The service's ATIP section has 15 employees who fulfill the service's obligations under the Access to Information Act and Privacy Act, a relatively small number of resources, given the volume and complexity of the requests that we have, but they have demonstrated that they are up to the task.
During the 2015-16 fiscal year, CSIS received 1,212 requests under the Privacy Act alone, an increase of 149% over the previous year. Despite this—and I am rather proud to be able to tell you this—CSIS achieved an on-time completion rate of 99%.
CSIS is also one of 32 government institutions that accept online access to information requests, which has contributed to the increase in the number of requests that we receive.
I would also note that CSIS has a very productive relationship with the Office of the Privacy Commissioner in regard to complaints, and our ATIP section works diligently with the Office of the Privacy Commissioner to address every complaint that is filed.
As you are aware, the Privacy Act grants individuals the right to access their personal information. We diligently strive to balance the individual's right to access and our operational requirements to safeguard sensitive information pertaining to lawful investigations.
With respect to access to personal information, it is easy to appreciate why CSIS information requires some special consideration. It includes information on active national security investigations as well as information on investigative techniques that are unique to CSIS.
We also have to protect the personal safety of our employees and human sources who provide information to us. Of interest, there are a number of personal information banks that are unique to CSIS, including investigational records, security assessments, and advice.
The majority of Privacy Act requests to CSIS are for information contained in these banks. The investigational records bank, for instance, includes personal information on identifiable individuals whose activities are suspected of constituting threats to the security of Canada, and on identifiable individuals who are or were confidential sources of information.

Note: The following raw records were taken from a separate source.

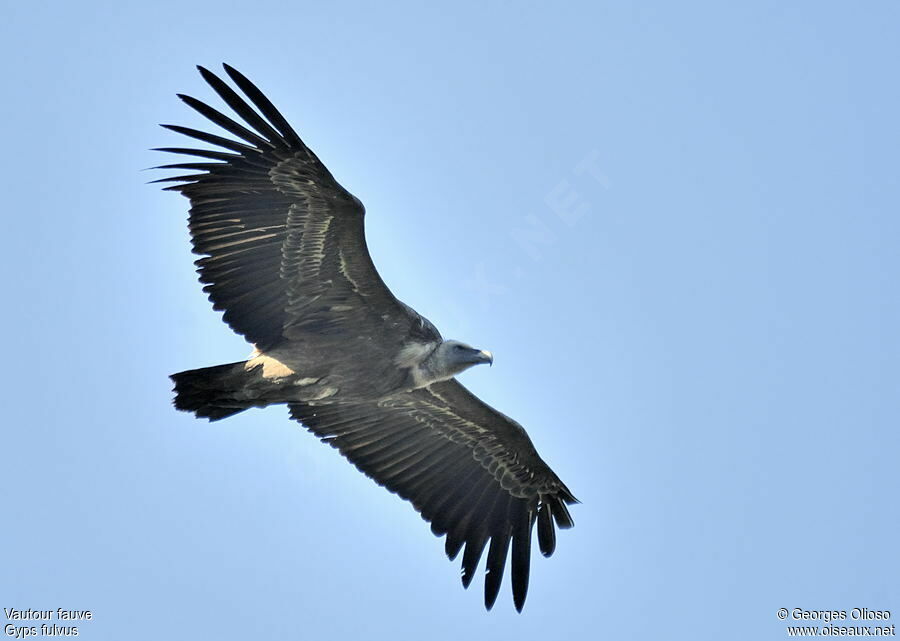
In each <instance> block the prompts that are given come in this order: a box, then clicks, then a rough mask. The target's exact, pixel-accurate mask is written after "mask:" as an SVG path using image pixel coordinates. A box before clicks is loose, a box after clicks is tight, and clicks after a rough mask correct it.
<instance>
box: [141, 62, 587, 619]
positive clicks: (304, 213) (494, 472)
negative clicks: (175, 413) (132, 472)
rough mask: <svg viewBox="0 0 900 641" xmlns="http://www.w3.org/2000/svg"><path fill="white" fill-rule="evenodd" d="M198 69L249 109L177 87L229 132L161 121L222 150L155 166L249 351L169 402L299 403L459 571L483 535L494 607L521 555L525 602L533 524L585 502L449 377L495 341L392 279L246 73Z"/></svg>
mask: <svg viewBox="0 0 900 641" xmlns="http://www.w3.org/2000/svg"><path fill="white" fill-rule="evenodd" d="M198 68H199V70H200V74H201V75H202V76H203V78H204V79H205V80H206V82H208V83H209V85H210V86H211V87H212V88H213V90H215V92H216V93H217V94H218V95H219V97H220V98H221V99H222V100H223V101H224V102H225V104H226V105H228V107H230V108H231V110H232V111H233V112H234V113H235V114H236V115H237V116H238V118H240V120H242V121H243V124H242V123H240V122H238V121H237V120H234V119H233V118H232V117H230V116H226V115H225V114H223V113H222V112H220V111H218V110H217V109H214V108H212V107H210V106H209V105H207V104H205V103H203V102H201V101H199V100H197V99H195V98H192V97H190V96H185V95H181V94H179V97H180V98H181V99H182V100H183V101H184V102H185V103H186V104H187V105H189V106H190V107H192V108H193V109H195V110H196V111H198V112H199V113H200V114H202V115H203V116H205V117H206V118H207V119H209V120H210V121H212V122H213V123H215V124H216V125H218V126H219V127H221V128H222V129H223V130H225V131H226V132H228V133H229V134H231V136H232V137H224V136H221V135H217V134H211V133H207V132H204V131H200V130H197V129H190V128H187V127H180V126H177V125H163V127H165V128H167V129H170V130H172V131H175V132H177V133H179V134H183V135H185V136H187V137H189V138H193V139H195V140H199V141H201V142H203V143H208V144H209V145H212V146H213V147H216V148H217V149H208V148H204V149H200V148H183V147H166V148H163V149H160V151H166V152H170V153H174V154H180V155H187V156H194V157H195V158H199V159H201V160H202V162H193V161H192V162H184V163H176V164H170V165H164V166H163V167H162V168H165V169H178V170H186V171H187V172H189V173H186V174H182V175H179V176H175V177H172V178H164V179H162V180H160V181H155V182H171V183H174V184H173V185H171V186H168V187H166V189H168V190H172V191H177V192H180V193H181V194H183V195H185V196H186V197H187V198H188V199H189V200H190V203H191V208H190V216H189V229H190V234H191V242H192V243H193V248H194V252H195V253H197V254H201V255H202V256H203V257H202V258H200V259H199V260H198V261H196V264H197V267H198V272H199V274H200V281H201V282H202V283H204V285H205V286H204V288H203V291H205V292H206V293H207V294H208V295H209V299H210V301H212V303H213V308H214V309H217V310H221V311H223V312H224V316H223V318H224V320H225V322H226V323H228V325H229V326H230V327H231V328H232V329H233V330H234V331H236V332H237V333H239V334H241V335H242V336H244V337H245V338H246V339H247V340H248V341H250V342H251V343H253V345H254V351H253V353H252V354H251V356H250V358H249V359H248V360H246V361H241V362H237V363H231V364H228V365H218V366H215V367H206V368H202V369H196V370H190V371H186V372H180V373H178V374H174V375H173V376H172V377H171V378H172V380H173V381H174V383H175V393H176V396H175V407H177V408H178V409H180V410H185V411H188V412H192V413H194V414H195V415H196V416H198V417H203V418H207V419H209V420H218V419H222V418H226V417H228V416H231V415H233V414H236V413H238V412H241V411H243V410H245V409H248V408H251V407H265V406H267V405H274V404H280V403H285V404H287V406H288V408H289V409H290V415H291V417H292V418H294V419H296V420H297V421H299V422H300V423H302V424H303V425H304V426H305V427H306V428H307V429H309V430H310V431H311V432H313V433H314V434H316V435H317V436H319V437H320V438H321V439H322V440H323V441H325V442H327V443H329V444H330V445H332V446H333V447H335V448H337V449H338V450H339V451H340V452H341V454H343V455H344V456H345V457H346V458H347V459H348V460H349V461H350V462H351V463H353V464H354V465H355V466H356V467H357V468H358V469H359V470H361V471H362V472H363V473H364V474H366V475H367V476H369V477H370V478H372V479H373V480H374V481H375V482H376V483H378V484H379V485H382V486H384V487H386V488H387V489H388V490H390V491H391V492H394V493H396V494H398V495H400V496H401V497H402V498H404V499H406V500H408V501H410V502H411V503H412V504H413V506H414V507H415V509H416V510H417V511H418V512H419V513H421V515H422V517H423V518H425V520H426V521H429V522H430V523H431V529H432V531H433V532H434V533H435V534H437V535H445V536H446V546H445V547H446V552H447V555H448V556H449V557H450V559H451V560H452V559H454V558H456V556H457V555H458V554H459V553H460V552H461V551H462V553H463V556H462V582H463V585H464V586H466V587H468V586H469V583H470V582H471V581H472V578H473V577H474V575H475V571H476V568H477V566H478V564H479V561H480V560H481V557H482V556H483V554H484V550H485V548H487V560H486V576H485V591H484V602H485V606H486V607H487V608H488V609H490V608H491V607H492V606H493V604H494V602H495V600H496V598H497V594H498V592H499V590H500V583H501V580H502V577H503V572H504V567H505V566H506V561H507V557H511V558H510V565H511V575H512V592H513V601H514V604H515V607H516V609H517V610H521V609H522V606H523V605H524V603H525V596H526V593H527V590H528V573H529V566H530V555H531V534H532V531H533V529H534V526H535V524H536V525H537V532H538V537H537V538H538V546H539V548H540V551H541V553H542V554H543V555H544V556H550V555H551V554H552V553H553V551H554V549H555V547H556V528H569V527H571V526H572V525H573V521H572V518H571V516H570V515H569V511H568V508H567V507H566V506H567V505H568V504H572V503H575V502H577V501H576V500H575V498H574V496H573V495H572V493H571V492H570V491H569V490H568V488H566V486H565V484H563V482H562V481H561V480H560V479H559V477H557V476H556V474H554V473H553V471H552V470H551V469H550V467H549V466H548V465H547V464H546V463H544V461H543V460H541V458H540V456H538V453H537V451H536V450H535V448H534V446H533V445H532V443H531V440H530V439H529V438H528V435H527V434H526V433H525V430H524V429H522V427H521V426H520V425H519V424H518V423H516V422H515V421H514V420H512V419H511V418H509V417H507V416H505V415H503V414H501V413H500V412H498V411H496V410H495V409H493V408H492V407H490V406H488V405H487V404H485V403H484V402H482V401H481V400H480V399H478V398H477V397H476V396H475V395H473V394H472V393H471V392H469V391H468V390H467V389H466V388H465V387H463V386H462V385H461V384H460V383H459V382H458V381H457V380H456V378H455V376H456V375H457V374H459V373H461V372H463V371H464V370H466V369H468V368H469V367H472V366H474V365H477V364H481V363H492V362H493V356H492V355H491V354H490V352H486V351H483V350H479V349H476V348H473V347H470V346H469V345H467V344H465V343H462V342H460V341H455V340H445V339H443V338H442V337H441V334H440V333H439V332H438V330H437V328H435V326H434V325H433V324H432V323H431V322H430V321H428V319H426V318H424V317H423V316H421V315H420V314H418V313H416V312H415V311H414V310H413V309H412V308H410V307H409V306H407V305H405V304H404V303H402V302H401V301H399V300H397V298H395V297H394V295H393V294H391V292H390V290H389V289H388V288H387V286H386V285H385V284H384V282H383V281H382V280H381V277H380V276H379V275H378V272H377V271H376V270H375V266H374V264H373V263H372V259H371V257H370V256H369V252H368V249H367V248H366V239H365V230H364V226H363V220H364V215H365V209H364V207H363V205H362V203H361V202H360V201H359V200H358V199H357V198H356V197H354V196H353V195H351V194H350V193H349V192H348V191H346V190H345V189H344V188H343V187H341V186H340V185H339V184H338V183H337V181H336V180H335V179H334V177H333V176H332V175H331V173H330V172H329V171H328V169H326V168H325V166H324V165H323V164H322V163H321V162H320V161H319V159H318V158H317V157H316V155H315V154H314V153H313V152H312V151H311V150H310V149H309V148H308V147H307V146H306V145H305V144H304V143H303V141H302V140H301V139H300V137H299V136H298V135H297V133H296V132H295V131H294V129H293V128H292V127H291V126H290V125H289V124H288V122H287V120H285V118H284V117H283V116H282V115H281V114H280V113H279V112H278V110H277V109H275V107H274V105H273V104H272V103H271V102H270V101H269V100H268V99H267V98H266V97H265V95H263V93H262V92H261V91H260V90H259V89H258V88H257V87H256V86H255V85H254V84H253V83H251V82H250V81H249V80H248V79H247V78H246V77H245V76H244V75H242V74H241V73H240V72H238V71H237V70H235V69H234V68H232V67H230V66H228V65H224V69H225V73H226V74H227V75H228V77H229V78H230V79H231V81H232V82H233V83H234V84H235V85H236V86H237V88H238V89H239V90H240V91H241V92H243V94H244V96H243V97H242V96H241V95H240V94H238V92H237V91H235V90H234V89H232V88H231V86H230V85H228V84H227V83H226V82H225V81H224V80H222V79H221V78H219V77H218V76H216V75H215V74H213V73H212V72H210V71H208V70H207V69H204V68H203V67H198ZM248 101H249V102H248ZM463 548H465V549H464V551H463Z"/></svg>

Clearly, these are records that must be protected.
While in principle this may seem straightforward, in practice it presents challenges. For example, we receive requests from individuals who are subjects of investigations, but also many more from individuals who are not and who have never been part of an investigation. Our policy is that we will neither confirm nor deny the existence of records in those circumstances. To do so would inadvertently confirm our investigative interests.
It should be noted that each privacy request is established and reviewed on a case-by-case basis. For each request, CSIS seeks to strike a balance that satisfies the legislated disclosure requirements and the need to protect matters of national security, public safety, and individual privacy.
I hope this usefully illustrates the balance that is achieved in fulfilling our obligations under the Privacy Act and our mandate under the CSIS Act. More broadly, all of CSIS' activities are pursued within a broad framework for accountability, both internally and externally. CSIS maintains an open relationship with the Privacy Commissioner, who is charged with overseeing compliance with the Privacy Act. Our activities are also subject to review by SIRC, the Security Intelligence Review Committee, which reports to Parliament on our operations.
I welcome the opportunity to appear before the committee today to discuss these matters, and with that, Mr. Chair, I will conclude my remarks.